SHAP value
Definition
SHAP (SHapley Additive exPlanations) values are a unified measure of feature importance derived from game theory that quantifies each feature's contribution to a machine learning model's prediction. In biological research, SHAP values explain how individual variables (genes, proteins, clinical markers) influence model outputs by calculating their marginal contribution across all possible feature combinations. Unlike traditional feature importance metrics, SHAP values provide both magnitude and direction of effect, are model-agnostic, and satisfy consistency properties. This makes them invaluable for interpreting complex predictive models in genomics, drug response prediction, and disease classification, where understanding which biological features drive predictions is as important as the predictions themselves.
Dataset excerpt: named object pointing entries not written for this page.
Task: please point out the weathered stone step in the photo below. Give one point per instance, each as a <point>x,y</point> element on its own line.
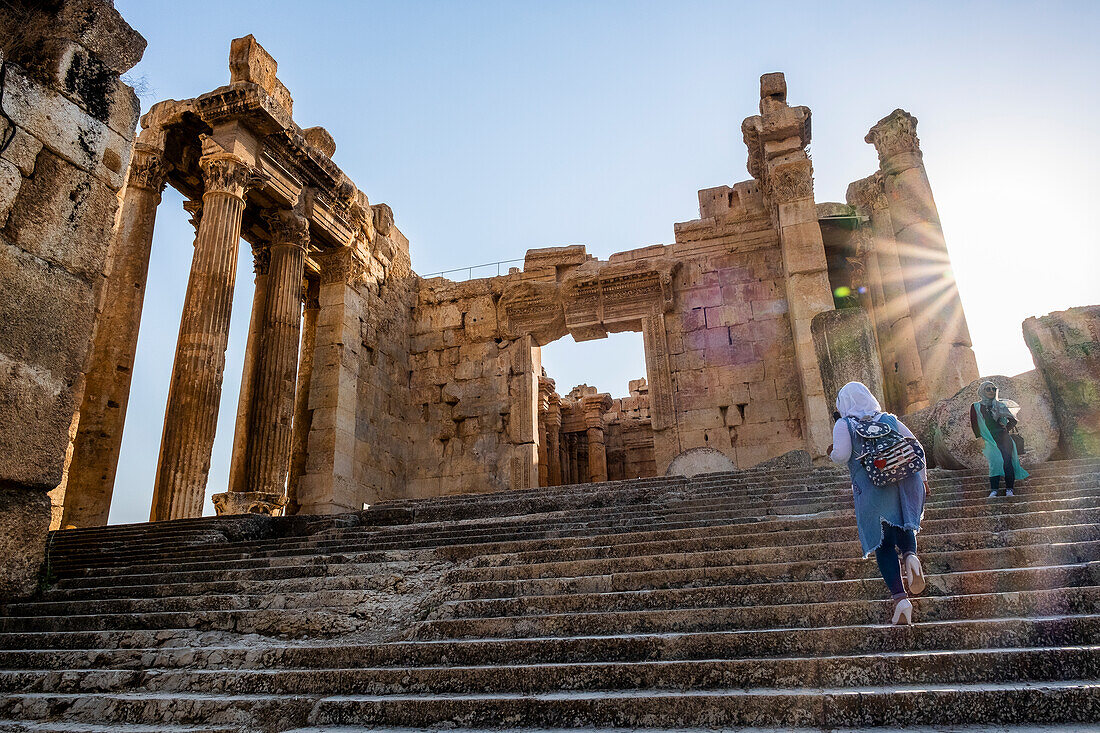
<point>129,535</point>
<point>461,551</point>
<point>723,510</point>
<point>659,557</point>
<point>661,598</point>
<point>139,649</point>
<point>359,576</point>
<point>420,538</point>
<point>1041,664</point>
<point>1003,703</point>
<point>836,613</point>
Visualize SHAP value in Nodes Bio
Researchers can visualize SHAP values as node attributes in biological networks, where node size or color intensity represents feature importance for specific predictions. In gene regulatory networks, SHAP values can highlight which transcription factors most influence disease outcomes. Edge weights can represent interaction effects between features, revealing synergistic relationships that drive model predictions and identifying key regulatory hubs in complex biological systems.
Visualization Ideas:
- Gene regulatory network with SHAP values as node sizes showing predictive importance for disease classification
- Protein interaction network colored by SHAP contribution to drug response predictions
- Multi-omics network with edge weights representing SHAP interaction values between feature pairs
Example Use Case
A pharmaceutical team develops a machine learning model to predict patient response to an immunotherapy drug based on gene expression profiles. Using SHAP values, they identify that PD-L1 expression, tumor mutational burden, and three specific immune cell markers contribute most strongly to positive response predictions. By visualizing these SHAP values in a protein-protein interaction network, they discover that the top predictive genes cluster in the interferon-gamma signaling pathway, suggesting this pathway as a biomarker panel for patient stratification in clinical trials.